程序代写代做代考 python algorithm Hive Slide 1

Slide 1

BUSINESS SCHOOL

 Discipline of Business Analytics

QBUS6850 Team

 Topics covered

 Why studying machine learning

 Types of learning

 Linear algebra and matrix computation review

 References

 Chapter 1 (Alpaydin, 2014)

Learning Objectives

 Be able to distinguish two major types of learning (supervised

and unsupervised)

 Understand the notations of linear algebra

 Understand the basic operations of vectors/matrices, such as

the inner product of two vectors, the norm of a vector, transpose

of matrices, the matrix product, the product of matrices, matrix

rank and determinant

 Understand concepts such as the vector norm or length,

orthogonality of vectors and projecting a vector

 Be familiar with linear equations systems and matrix inverse

All is about Data and Analytics
• Every minute, Americans use 2,657,700GB of data.
• Every minute, Instagram users post 46,750 photos.
• Every minute, 15,220,700 texts are sent.
• Every minute, Google conducts 3,607,080 searches.

Guess please!

https://blog.linkedin.com/2017/december/7/the-fastest-growing-jobs-in-the-u-s-based-on-linkedin-data

 Data-driven decisions are more profitable
 Tradition: Decision-making relying on CEOs
 New trend: Data-driven, allowing for nonpersonal decision-making

 Machine Learning is changing how we do business
 The advanced algorithms saving time and resources
 Mitigating risks with better decisions

 Machine Learning provides better forecasting
 ML makes it possible to find hidden insights in the data
 ML makes it possible to extract patterns from vast amounts of data

Machine Learning for Business

https://www.infoworld.com/article/3259891/data-science/why-data-science-and-machine-learning-are-the-fastest-growing-jobs-in-the-us.html

Machine Learning for Business

Raw data
Business

requirements

Machine learning
algorithm

Data validation and cleansing

Which algorithm is
the best?

Implementation

Model Validation

Decision making

Implementation tool:
Python

Can I rely on the results
from the model?

Facilitate the business
decision making

How real businesses are using machine learning

https://www.bloomberg.com/news/articles/2016-02-03/google-search-chief-singhal-
to-retire-replaced-by-ai-manager

 Prediction: market demand prediction, price prediction

 Pattern Recognition

 Data Compression

 Outlier detection

 Recommendations

Applications

How real businesses are using machine learning

https://www.bloomberg.com/news/articles/2016-02-03/google-search-chief-singhal-to-retire-replaced-by-ai-manager

Arthur Samuel described machine learning it as: “the field of study that gives
computers the ability to learn without being explicitly programmed.”

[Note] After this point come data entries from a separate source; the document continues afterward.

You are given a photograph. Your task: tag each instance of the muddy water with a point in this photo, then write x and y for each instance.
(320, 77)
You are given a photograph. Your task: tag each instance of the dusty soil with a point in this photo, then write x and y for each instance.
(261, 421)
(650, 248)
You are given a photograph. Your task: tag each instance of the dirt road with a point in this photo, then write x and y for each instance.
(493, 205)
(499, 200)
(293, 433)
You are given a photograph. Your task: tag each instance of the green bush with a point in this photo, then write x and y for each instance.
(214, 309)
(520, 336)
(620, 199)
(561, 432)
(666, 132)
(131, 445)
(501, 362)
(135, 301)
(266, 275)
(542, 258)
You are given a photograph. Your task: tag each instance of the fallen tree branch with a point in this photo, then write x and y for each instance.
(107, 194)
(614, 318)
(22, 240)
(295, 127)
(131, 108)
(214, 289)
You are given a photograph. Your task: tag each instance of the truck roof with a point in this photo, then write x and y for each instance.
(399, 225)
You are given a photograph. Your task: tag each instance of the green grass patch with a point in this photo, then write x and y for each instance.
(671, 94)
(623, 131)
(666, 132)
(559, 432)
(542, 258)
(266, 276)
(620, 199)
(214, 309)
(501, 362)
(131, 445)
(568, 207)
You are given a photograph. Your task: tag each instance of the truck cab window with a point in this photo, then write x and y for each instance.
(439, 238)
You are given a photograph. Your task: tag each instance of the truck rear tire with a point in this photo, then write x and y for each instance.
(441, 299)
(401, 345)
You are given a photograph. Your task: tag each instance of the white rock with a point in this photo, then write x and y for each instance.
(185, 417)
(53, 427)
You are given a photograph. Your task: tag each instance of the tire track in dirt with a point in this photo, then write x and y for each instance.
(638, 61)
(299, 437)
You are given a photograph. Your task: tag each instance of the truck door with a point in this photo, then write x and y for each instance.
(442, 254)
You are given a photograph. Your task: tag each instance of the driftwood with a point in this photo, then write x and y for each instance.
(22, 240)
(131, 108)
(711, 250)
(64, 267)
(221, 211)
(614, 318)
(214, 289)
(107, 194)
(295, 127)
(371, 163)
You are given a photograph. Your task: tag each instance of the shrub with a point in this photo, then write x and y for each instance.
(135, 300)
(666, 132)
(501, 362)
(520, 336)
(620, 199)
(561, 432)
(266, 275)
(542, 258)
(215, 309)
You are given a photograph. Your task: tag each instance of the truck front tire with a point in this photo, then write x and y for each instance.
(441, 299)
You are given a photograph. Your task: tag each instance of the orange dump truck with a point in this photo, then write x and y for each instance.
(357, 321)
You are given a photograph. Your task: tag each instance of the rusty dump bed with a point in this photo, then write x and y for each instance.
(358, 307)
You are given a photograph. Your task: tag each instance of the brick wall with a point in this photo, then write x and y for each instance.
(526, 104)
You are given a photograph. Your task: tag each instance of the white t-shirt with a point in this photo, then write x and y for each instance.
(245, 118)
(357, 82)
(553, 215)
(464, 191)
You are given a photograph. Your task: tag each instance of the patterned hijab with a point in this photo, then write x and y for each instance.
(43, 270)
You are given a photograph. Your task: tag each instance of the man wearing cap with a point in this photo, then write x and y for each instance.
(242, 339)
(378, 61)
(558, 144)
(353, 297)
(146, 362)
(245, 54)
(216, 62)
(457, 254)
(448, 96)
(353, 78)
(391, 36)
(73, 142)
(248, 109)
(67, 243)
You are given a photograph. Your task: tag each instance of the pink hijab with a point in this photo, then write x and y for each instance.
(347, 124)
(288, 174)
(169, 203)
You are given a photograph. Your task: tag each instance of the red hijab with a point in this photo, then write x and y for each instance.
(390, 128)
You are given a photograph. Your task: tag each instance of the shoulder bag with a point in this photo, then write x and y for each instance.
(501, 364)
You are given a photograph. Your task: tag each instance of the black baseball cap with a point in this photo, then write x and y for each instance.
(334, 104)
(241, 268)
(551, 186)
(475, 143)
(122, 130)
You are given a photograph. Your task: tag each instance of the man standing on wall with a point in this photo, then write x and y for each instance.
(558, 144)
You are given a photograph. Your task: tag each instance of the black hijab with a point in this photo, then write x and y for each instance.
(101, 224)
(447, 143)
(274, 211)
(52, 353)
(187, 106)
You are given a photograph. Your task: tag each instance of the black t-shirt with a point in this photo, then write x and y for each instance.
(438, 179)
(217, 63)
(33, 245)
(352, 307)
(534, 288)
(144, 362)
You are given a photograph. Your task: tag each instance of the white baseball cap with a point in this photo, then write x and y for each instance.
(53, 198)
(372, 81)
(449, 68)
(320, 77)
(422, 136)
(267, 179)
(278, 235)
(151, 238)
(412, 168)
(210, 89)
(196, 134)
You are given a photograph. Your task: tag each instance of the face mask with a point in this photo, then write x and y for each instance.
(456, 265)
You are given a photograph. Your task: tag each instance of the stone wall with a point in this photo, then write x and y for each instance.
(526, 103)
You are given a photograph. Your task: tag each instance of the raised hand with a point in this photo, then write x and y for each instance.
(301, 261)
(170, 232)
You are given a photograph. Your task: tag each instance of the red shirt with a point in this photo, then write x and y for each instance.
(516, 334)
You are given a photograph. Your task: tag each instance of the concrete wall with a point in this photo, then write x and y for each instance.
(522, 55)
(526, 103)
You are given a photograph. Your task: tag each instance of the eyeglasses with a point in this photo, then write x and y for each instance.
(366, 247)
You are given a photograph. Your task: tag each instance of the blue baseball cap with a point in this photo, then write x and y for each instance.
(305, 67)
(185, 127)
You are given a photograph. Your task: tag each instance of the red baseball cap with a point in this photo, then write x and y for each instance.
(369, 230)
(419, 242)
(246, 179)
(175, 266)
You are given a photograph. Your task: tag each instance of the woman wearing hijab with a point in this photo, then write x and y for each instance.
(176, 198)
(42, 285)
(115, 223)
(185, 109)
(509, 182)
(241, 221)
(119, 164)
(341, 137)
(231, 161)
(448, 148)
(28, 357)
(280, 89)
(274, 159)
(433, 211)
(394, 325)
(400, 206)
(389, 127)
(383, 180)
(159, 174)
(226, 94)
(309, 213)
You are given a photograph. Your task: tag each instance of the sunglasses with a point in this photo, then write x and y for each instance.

Machine Learning aims to build algorithms that can learn from and make
predictions on data, and is evolved study of pattern recognition and
computational learning theory in artificial intelligence.

What is Machine Learning?

 Machine learning is using computers to analyse data.

 Wants the computers think like human.

 What is “learning”? Often, we do not want just to describe the data we

have, but be able to predict (yet) unseen data.

 With new data, the “learning” can be refreshed/updated

What is Machine Learning?

Traditional Statistics: You have a specific question about population.
E.g. What’s the Average Height of Australians?

 Expensive or impossible to collect data for entire population
 Collect a sample and use inference to say things about the feature of

population you want.
 Parameter = unknown feature of population of interest
 Estimator = Sample based estimate of a parameter

Current situation
Lots of data collected with no specific questions in mind.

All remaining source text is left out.